It's understandable that you are upset the sale has not gone as you hoped it would, but, that's part of the risk you accepted.
Not necessarily. Depends on the contract. Being told there is currently a mechanics lien on the property is disclosure; however, if the contract also says that the seller will provide a clean and marketable title to the property, then that's misleading. A marketable title means no liens on the property, and implies the seller will clear the liens prior to closing. If seller was never willing to clear the lien, then he does NOT have a marketable title, and was not acting in good faith.
UPDATE: You guys called it! Seller comes back and says that he now needs at least 30 days to close. Issue is no longer the lien. He will pay lien at closing. No explanation for the change of heart. Issue is now paperwork related. There is some document that the deceased owner (this is an estate sale) did not have recorded before he passed, and now they have to start over with probate. That makes no sense. How do you almost get to the closing table, without realizing you haven't cleared probate. My suspicion is that he is using this time to contest the lien. We're through, and advised our agent of such.
Agent comes back and says he has offered to do one of the repairs we had identified during previous negotiations (before we made the all cash "as is" offer) and that the price "will be different" when he puts it back on the market. I think this is his attempt at "sweetening the pot." Are you kidding me?!?! No one needs a house this bad.
UPDATE: You guys called it! Seller comes back and says that he now needs at least 30 days to close. Issue is no longer the lien. He will pay lien at closing. No explanation for the change of heart. Issue is now paperwork related.
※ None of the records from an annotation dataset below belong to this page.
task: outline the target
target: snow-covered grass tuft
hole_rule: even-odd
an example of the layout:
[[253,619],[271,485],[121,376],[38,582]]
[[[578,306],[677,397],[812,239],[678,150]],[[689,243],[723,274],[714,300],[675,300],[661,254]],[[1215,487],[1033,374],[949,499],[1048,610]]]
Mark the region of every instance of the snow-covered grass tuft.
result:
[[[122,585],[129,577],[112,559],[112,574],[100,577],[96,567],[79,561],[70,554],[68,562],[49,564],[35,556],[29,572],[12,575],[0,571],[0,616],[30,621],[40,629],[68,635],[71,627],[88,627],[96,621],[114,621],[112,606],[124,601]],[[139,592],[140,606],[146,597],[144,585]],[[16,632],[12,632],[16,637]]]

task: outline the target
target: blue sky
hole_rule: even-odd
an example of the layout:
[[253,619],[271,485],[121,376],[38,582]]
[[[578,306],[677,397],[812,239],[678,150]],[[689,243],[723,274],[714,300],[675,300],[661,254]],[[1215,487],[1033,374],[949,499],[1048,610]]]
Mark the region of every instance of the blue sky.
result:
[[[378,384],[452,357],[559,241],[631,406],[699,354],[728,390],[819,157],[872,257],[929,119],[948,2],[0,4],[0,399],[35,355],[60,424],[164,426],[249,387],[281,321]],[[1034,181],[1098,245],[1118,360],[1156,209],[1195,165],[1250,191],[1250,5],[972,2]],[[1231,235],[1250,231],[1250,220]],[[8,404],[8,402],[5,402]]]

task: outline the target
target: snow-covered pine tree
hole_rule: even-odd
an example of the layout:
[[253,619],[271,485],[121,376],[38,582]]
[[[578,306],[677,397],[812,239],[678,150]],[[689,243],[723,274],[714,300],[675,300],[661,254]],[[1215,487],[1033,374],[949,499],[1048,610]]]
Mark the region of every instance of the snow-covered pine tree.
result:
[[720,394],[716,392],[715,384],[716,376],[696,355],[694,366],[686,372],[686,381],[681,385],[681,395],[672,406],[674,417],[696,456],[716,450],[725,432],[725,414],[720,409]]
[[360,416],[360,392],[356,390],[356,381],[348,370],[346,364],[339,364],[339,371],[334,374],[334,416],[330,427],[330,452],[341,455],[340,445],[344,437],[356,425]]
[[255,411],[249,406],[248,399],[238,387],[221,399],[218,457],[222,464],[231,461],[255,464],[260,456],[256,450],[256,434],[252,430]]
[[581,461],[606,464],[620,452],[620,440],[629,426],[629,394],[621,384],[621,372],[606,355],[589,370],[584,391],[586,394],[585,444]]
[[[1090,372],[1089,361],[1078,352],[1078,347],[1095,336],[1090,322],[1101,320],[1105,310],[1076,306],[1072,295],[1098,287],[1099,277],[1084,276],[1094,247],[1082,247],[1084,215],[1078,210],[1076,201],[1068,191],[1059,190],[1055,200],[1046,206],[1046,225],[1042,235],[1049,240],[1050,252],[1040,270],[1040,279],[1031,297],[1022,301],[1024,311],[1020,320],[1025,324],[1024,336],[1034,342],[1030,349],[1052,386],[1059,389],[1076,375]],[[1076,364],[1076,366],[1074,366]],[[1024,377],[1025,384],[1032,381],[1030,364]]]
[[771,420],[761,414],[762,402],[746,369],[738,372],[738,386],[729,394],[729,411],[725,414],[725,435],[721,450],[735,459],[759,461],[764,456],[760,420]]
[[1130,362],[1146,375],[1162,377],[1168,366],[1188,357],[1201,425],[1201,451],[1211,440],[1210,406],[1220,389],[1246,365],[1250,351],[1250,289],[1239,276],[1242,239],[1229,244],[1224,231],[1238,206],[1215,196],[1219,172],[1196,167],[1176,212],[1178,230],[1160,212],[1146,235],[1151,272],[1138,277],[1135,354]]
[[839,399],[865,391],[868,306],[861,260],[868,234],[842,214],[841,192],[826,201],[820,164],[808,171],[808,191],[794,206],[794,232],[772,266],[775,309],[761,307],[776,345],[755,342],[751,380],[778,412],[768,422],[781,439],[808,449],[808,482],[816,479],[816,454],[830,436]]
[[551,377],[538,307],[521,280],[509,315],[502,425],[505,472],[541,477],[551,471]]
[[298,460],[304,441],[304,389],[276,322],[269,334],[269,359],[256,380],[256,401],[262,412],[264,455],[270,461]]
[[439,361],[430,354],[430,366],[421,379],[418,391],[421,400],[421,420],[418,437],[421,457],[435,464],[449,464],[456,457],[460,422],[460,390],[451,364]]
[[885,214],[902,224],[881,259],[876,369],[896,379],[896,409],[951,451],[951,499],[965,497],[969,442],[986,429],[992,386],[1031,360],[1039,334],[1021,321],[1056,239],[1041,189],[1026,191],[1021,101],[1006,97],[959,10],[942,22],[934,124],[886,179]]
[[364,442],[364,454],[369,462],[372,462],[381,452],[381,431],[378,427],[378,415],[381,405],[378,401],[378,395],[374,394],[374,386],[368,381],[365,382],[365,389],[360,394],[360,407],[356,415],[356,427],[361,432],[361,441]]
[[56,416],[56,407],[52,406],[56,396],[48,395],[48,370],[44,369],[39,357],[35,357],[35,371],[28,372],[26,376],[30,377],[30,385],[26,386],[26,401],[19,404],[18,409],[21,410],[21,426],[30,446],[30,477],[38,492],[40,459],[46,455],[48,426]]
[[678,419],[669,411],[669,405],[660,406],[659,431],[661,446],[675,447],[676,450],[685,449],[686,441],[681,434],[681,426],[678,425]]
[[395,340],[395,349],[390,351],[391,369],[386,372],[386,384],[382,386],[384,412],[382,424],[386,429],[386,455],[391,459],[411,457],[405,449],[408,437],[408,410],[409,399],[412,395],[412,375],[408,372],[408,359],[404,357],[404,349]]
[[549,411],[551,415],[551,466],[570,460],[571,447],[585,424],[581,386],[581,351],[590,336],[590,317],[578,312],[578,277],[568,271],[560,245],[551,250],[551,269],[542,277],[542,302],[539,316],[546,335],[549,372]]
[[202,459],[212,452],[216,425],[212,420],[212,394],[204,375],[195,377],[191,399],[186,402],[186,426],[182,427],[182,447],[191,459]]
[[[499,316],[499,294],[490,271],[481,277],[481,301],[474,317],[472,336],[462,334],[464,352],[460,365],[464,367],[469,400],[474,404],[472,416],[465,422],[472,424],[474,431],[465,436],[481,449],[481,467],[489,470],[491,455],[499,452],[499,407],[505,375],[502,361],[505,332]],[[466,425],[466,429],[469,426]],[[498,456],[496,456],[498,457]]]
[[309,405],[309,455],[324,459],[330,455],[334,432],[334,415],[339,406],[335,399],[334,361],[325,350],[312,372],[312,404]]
There is some document that the deceased owner (this is an estate sale) did not have recorded before he passed, and now they have to start over with probate. That makes no sense. How do you almost get to the closing table, without realizing you haven't cleared probate. My suspicion is that he is using this time to contest the lien. We're through, and advised our agent of such.
Agent comes back and says he has offered to do one of the repairs we had identified during previous negotiations (before we made the all cash "as is" offer) and that the price "will be different" when he puts it back on the market. I think this is his attempt at "sweetening the pot." Are you kidding me?!?! No one needs a house this bad.
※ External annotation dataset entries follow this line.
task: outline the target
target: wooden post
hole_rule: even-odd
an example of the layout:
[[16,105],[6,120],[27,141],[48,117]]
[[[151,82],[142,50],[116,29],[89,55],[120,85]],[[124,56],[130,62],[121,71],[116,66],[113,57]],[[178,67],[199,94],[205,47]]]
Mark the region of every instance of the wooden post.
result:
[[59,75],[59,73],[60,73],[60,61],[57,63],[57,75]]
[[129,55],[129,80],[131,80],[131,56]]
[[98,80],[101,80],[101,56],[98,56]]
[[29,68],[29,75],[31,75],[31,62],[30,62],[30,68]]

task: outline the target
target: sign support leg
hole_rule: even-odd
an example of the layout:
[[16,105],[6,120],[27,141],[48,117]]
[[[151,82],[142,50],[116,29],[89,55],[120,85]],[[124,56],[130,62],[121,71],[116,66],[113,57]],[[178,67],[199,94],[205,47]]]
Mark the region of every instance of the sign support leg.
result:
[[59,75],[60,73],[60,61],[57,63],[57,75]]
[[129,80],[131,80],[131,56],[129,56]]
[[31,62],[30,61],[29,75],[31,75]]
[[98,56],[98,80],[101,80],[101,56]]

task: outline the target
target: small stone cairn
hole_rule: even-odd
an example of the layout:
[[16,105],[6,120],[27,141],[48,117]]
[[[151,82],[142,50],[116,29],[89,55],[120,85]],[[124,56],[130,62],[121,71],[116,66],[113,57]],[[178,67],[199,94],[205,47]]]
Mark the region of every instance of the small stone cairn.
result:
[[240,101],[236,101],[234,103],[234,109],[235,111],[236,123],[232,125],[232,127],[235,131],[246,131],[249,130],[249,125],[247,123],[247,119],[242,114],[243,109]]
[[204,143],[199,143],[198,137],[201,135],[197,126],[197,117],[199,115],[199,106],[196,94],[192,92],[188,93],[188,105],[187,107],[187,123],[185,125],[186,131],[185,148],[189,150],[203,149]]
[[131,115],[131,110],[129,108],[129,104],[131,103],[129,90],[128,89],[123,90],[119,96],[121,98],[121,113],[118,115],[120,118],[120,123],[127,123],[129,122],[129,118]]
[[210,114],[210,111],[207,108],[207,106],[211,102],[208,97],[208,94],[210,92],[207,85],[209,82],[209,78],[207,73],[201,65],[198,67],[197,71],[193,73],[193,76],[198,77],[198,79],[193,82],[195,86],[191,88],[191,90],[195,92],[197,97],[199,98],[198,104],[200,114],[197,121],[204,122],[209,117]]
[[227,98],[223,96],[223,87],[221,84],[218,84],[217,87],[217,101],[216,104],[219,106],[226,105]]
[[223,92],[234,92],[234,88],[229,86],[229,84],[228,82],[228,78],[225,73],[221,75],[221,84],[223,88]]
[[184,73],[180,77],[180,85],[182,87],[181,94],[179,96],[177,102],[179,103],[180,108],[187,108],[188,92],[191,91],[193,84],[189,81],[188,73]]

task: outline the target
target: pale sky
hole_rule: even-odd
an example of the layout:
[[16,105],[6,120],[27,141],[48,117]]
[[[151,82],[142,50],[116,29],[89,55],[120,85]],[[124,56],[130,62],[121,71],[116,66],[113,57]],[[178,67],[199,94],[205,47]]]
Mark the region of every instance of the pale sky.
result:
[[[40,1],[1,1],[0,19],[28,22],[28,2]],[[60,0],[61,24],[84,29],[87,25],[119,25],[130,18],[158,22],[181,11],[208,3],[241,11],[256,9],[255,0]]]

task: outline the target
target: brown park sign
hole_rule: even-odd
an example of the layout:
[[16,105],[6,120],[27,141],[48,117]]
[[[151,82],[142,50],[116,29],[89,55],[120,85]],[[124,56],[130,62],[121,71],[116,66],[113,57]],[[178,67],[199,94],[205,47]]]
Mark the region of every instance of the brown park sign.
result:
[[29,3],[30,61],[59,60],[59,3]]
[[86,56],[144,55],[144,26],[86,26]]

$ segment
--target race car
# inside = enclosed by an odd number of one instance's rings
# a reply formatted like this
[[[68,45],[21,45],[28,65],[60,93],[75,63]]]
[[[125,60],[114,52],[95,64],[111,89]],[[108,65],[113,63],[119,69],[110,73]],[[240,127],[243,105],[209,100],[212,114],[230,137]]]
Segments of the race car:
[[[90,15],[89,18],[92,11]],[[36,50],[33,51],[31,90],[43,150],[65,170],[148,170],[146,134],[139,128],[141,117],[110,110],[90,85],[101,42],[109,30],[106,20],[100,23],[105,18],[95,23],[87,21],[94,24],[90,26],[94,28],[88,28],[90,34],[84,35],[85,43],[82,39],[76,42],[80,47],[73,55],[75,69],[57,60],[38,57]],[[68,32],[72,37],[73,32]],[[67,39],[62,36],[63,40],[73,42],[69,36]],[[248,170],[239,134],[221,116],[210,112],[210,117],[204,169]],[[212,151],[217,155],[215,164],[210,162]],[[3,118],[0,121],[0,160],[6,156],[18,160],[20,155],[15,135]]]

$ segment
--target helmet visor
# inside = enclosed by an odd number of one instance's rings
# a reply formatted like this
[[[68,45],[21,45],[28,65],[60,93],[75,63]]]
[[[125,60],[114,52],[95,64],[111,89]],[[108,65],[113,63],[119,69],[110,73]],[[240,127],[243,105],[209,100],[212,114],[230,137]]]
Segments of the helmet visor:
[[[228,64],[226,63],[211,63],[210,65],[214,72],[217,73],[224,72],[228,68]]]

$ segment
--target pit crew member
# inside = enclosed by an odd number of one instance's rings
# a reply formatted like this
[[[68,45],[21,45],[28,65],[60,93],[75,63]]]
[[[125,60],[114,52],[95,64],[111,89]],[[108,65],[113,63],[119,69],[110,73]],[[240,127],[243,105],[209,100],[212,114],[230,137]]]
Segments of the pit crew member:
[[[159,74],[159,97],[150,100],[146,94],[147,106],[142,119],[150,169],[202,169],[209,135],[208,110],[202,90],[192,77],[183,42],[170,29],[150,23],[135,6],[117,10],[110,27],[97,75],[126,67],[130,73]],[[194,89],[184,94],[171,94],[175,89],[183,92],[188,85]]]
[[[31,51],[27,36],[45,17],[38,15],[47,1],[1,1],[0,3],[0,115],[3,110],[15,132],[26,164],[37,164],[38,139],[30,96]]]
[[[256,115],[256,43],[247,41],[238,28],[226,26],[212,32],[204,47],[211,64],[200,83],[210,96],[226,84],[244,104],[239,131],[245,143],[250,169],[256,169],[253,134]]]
I bet his agent is ready to kill him. Anyway, I still would love to know what the $15K lien was for....but regardless, you dodged a bullet!
It is very common to list encumbered properties.
The contract should indicate that all liens will be cleared prior to closing.
A mortgage is a lien, for example.
A furnace or AC unit with a loan financed through a utility company is a common lien
The seller is just playing stupid games, from the OP's description.
Usually the mechanics lien expires after a year (must be renewed) so I first thought he was trying to delay the closing to let the lien expire.
I had a lien on a property once, title company called to get the payoff and I never heard from them again (or got a check). So I look online and the owner got a 1mm mortgage on the property and I called to ask the title company how he did that without paying the lien? They said he delayed the refi 2 weeks, lien expired and he then got the loan.
Guy was a sleazy lawyer so it didn't surprise me at all. About 10 years later he hung himself in the garage after a divorce, couple DUI arrests and finally he got disbarred for offering legal services in trade for sex. The woman he was offering his "services" to was a local tv reporter......needless to say she had a story to tell on air and it didn't go well for him!
I’m glad you put your foot down. People are crazy.